Le dernier sommet des chefs d’Etat et de gouvernement illustre particulièrement les stratégies de communication adoptées par les acteurs entre pédagogie politique et rhétorique de la réforme, et attitude de dialogue…
Pédagogie politique : le rôle dévolu aux institutions européennes
De qui parle-t-on ? Des présidents du Conseil européen, de la Commission européenne, du Parlement européen et même du Conseil de l’UE, qui en l’occurrence ne signifie pas l’acquisition de pouvoirs temporaires complémentaires mais plutôt le respect d’obligations supplémentaires.
Comment s’expriment-il ? Hélas, la créativité est rarement de mise à l’occasion des Conseils européens, surtout lorsque les enjeux, comme le Brexit ou les migrants, focalisent l’attention médiatique et cristallisent des tensions entre les Etats membres.

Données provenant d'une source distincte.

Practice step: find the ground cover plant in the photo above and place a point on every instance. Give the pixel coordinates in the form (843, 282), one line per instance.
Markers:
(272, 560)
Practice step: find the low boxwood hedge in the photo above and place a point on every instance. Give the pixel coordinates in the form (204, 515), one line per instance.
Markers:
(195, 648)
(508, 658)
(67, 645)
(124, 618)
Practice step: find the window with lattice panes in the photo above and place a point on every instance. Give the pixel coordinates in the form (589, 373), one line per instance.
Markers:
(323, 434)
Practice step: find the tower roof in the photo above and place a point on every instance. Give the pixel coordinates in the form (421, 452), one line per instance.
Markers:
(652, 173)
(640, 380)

Trois messages sont systématiquement déclinés sur différents tons :
- dégonfler les attentes : surtout ne plus jouer la carte du sommet de la dernière chance, de la crise salvatrice, de l’accord au petit matin… même si les journalistes ne se sont pas privés d’utiliser ce registre ces dernières années ;
- canaliser les priorités : éviter de multiplier les sujets à l’agenda pour parvenir à des conclusions courtes et lisibles… même si le diable est toujours dans les détails et les annexes ;
- synthétiser les décisions : tenter d’imposer un cadrage dominant exclusif sur la lecture à apporter… même si les déclarations plus ou moins improvisées en conférence de presse à la sortie divisent l’unité.
Au total, le rôle des « présidents », imposé par le poids des institutions, ne leur permet pas de déployer une communication vraiment audible.

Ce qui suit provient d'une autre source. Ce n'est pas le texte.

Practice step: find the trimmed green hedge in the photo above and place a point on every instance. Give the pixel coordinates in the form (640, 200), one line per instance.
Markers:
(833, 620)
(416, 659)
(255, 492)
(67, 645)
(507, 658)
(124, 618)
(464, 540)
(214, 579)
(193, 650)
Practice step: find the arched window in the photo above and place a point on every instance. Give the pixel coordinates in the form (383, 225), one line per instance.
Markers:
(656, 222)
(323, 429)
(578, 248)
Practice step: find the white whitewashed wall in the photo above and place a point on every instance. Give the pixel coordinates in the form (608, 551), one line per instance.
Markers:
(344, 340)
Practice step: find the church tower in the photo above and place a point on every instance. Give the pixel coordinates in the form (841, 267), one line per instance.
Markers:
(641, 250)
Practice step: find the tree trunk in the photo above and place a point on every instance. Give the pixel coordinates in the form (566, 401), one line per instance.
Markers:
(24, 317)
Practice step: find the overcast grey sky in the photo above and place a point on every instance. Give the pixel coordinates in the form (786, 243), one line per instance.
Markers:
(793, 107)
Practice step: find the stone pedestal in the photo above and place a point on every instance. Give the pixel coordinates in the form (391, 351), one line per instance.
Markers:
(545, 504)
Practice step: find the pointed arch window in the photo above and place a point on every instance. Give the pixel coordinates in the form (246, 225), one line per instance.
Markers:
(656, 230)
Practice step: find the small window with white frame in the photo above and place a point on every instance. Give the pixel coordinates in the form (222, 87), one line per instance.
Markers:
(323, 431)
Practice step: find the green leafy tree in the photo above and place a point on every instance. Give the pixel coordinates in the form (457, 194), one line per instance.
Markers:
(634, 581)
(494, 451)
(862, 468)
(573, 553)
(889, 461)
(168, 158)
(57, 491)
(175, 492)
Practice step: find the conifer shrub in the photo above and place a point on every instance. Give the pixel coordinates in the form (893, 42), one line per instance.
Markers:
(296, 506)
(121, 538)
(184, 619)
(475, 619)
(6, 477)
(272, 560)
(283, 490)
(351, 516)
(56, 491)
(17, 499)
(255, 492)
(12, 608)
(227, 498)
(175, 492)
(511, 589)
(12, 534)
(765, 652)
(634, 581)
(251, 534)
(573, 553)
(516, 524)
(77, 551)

Rhétorique de la réforme : le rôle des Etats-membres velléitaires
À l’occasion des Conseils européens, les chefs d’Etat et de gouvernement ont le beau rôle. Du coup, leur communication est beaucoup plus offensive pour faire passer leur souhait de réforme.

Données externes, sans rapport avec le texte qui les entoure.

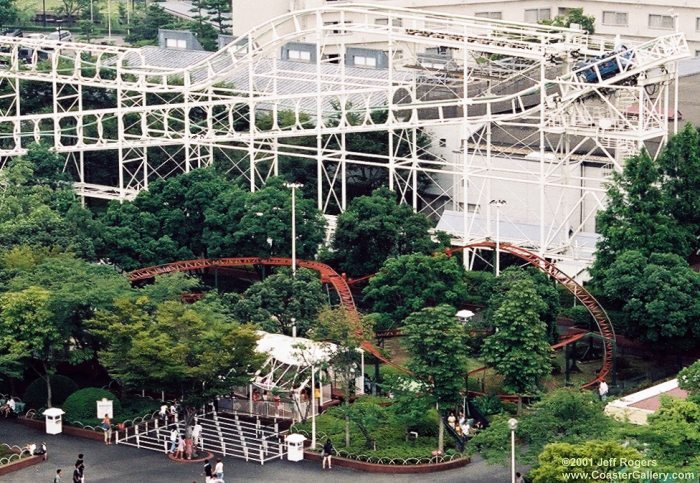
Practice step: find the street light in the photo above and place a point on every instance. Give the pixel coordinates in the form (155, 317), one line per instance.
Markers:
(294, 186)
(513, 425)
(498, 204)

Trois temps incarnent la rhétorique de la réforme :
- on inquiète : d’abord, on met l’accent sur les risques et les menaces, afin de capter l’attention médiatique, de définir des opposants et des limites infranchissables ;
- on rassure : ensuite, on évoque des opportunités, des débouchés, afin de créer une coalition de réformateurs, de créer un réseau/relais d’adhérents à la réforme ;
- on bétonne : finalement on communique sur le « deal » de la réforme, on « positive » sur les principes et les« avancées » de la réforme.
Attitude du dialogue : le rôle des « grands frères » de l’Europe
À défaut de disposer encore des pères fondateurs de l’Europe, ce qui fait que le projet a été perdu dans les sables par leurs successeurs, certains chefs d’Etat et de gouvernement, qu’ils appartiennent au couple franco-allemand ou coalise des groupes de pays homogènes, endossent le rôle de grands frères.
Ouverts au dialogue, mais dans le respect des règles de la famille, la régulation de l’ensemble des Conseils européens réside dans la réussite ou l’échec de ces médiations. Les velléitaires seront d’autant plus turbulents quand les « grands frères » ne rempliront pas leur fonction.
Au total, les Conseils européens, au-delà de leur « dramaturgie journalisticisée » sont devenus les principaux rendez-vous occasionnels de l’Europe avec ses citoyens, d’où l’importance des stratégies de communication politique.